Washington Update

Inside (the Beltway) Scoop

By: Ellen Kuo
Thursday, June 12, 2025
Detailed President’s Budget for Fiscal Year 2026 Released

On May 30, various agencies began releasing more details and an appendix around their proposed fiscal year (FY) 2026 budget after the initial skinny budget of May 2. The Department of Health and Human Services (HHS), where the National Institutes of Health (NIH) falls, has details on its program level of $27.9 billion. This drops NIH down approximately 40 percent from the program level of $46 billion as mentioned in the appendix. Under the proposed budget, the Advanced Research Project Agency for Health would receive $945 billion and  move from NIH to the newly formed Assistant Secretary for a Healthy Future in alignment with the HHS reorganization and continues under the Full-Year Continuing Appropriations and Extensions Act, 2025 (Division A of Public Law 119-4).

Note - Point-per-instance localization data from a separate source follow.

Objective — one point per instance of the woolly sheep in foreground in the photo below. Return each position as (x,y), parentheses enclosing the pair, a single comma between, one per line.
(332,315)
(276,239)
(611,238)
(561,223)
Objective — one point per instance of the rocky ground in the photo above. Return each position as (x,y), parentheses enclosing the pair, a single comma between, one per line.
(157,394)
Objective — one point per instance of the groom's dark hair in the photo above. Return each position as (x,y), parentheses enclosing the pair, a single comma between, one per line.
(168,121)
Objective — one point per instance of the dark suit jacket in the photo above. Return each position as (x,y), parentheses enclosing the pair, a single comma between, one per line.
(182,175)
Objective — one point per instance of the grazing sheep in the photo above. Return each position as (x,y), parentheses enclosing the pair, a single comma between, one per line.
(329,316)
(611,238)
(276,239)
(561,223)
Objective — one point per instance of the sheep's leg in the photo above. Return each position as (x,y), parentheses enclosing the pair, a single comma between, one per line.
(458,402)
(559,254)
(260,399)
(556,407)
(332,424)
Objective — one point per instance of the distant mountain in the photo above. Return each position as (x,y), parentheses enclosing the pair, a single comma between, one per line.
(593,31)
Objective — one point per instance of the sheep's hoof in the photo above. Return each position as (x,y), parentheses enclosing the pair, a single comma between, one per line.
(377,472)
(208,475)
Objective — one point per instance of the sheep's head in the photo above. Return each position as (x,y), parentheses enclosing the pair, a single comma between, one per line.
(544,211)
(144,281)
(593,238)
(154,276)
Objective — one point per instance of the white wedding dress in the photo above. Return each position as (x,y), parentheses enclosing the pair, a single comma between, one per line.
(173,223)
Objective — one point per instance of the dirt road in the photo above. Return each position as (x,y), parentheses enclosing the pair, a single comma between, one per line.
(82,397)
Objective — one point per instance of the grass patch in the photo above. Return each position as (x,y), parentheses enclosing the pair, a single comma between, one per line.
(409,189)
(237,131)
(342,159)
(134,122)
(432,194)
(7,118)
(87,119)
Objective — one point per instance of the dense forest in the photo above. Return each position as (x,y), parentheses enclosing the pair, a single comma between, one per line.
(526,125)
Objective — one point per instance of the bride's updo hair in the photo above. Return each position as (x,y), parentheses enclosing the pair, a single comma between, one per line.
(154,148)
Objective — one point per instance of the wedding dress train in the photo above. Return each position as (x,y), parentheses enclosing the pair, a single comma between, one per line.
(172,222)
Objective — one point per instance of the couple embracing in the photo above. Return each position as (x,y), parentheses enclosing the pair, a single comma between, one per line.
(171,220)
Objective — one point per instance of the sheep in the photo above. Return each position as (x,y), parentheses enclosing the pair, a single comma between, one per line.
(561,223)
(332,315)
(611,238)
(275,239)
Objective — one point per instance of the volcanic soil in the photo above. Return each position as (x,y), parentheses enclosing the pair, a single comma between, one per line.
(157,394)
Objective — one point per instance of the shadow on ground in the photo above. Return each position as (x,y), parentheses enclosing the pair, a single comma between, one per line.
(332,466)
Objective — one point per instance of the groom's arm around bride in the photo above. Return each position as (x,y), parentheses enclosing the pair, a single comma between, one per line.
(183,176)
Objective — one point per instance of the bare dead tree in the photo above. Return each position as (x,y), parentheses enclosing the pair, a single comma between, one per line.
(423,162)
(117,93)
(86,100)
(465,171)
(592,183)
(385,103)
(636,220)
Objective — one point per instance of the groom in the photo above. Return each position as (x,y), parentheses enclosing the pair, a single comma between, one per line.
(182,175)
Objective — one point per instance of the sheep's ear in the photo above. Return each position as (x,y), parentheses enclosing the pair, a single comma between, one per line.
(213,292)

Additionally, the various institutes and centers have been collapsed down to specific funding lines for the National Cancer Institute, National Institute on Body Systems, National Institute on Neuroscience and Brain Research, National Institute of Allergy and Infectious Diseases, National Institute of General Medical Sciences, National Institute for Child and Women’s Health, Sensory Disorders, and Communications, National Institute on Aging, and National Institute of Behavioral Health. A chart showing the consolidation can be found here on Page 22. According to the May 2 description of changes addressed to Senate Appropriations Committee Chair Susan Collins, the FY 2026 Discretionary Budget request “eliminates funding for the NIH National Institute on Minority and Health Disparities (-$534 million), which is replete with DEI expenditures, the Fogarty International Center (-$95 million), the National Center for Complementary and Integrative Health (-$170 million), and the National Institute of Nursing Research (-$198 million). NIH research would align with the President’s priorities to address chronic disease and other epidemics, implementing all executive orders, and eliminating research on climate change, radical gender ideology, and divisive racialism. This new structure retains the Advanced Research Projects Agency for Health.” 

The National Science Foundation (NSF) saw a severe cut as expected to $3.9 billion from the $8.8 billion of discretionary funding in NSF FY 2026 budget request to Congress, which is a 56 percent drop. Additionally, the Research & Related Activities (R&RA) line fell from $8.35 billion to $3.28 billion. R&RA is where investments are made in early-stage research, as well as the development of a future-focused science and engineering workforce that can accelerate progress in basic science and engineering research, and support the private sector. NSF is the only federal agency dedicated to funding basic research across all areas of non-biomedical science and engineering.

The Department of Energy’s Office of Science budget dropped by $1.2 billion to $7.092 billion, or approximately 15 percent, from its FY 2025 level. The Department of Veterans Affairs VA medical and prosthetic research program FY 2026 request remains unchanged from the FY 2025 enacted level of $943 million. The Department of Agriculture’s Agriculture and Food Research Initiative request is $405 million, which is a $40.2 million or a 10 percent drop from its FY 2025 enacted level of $445.2 million.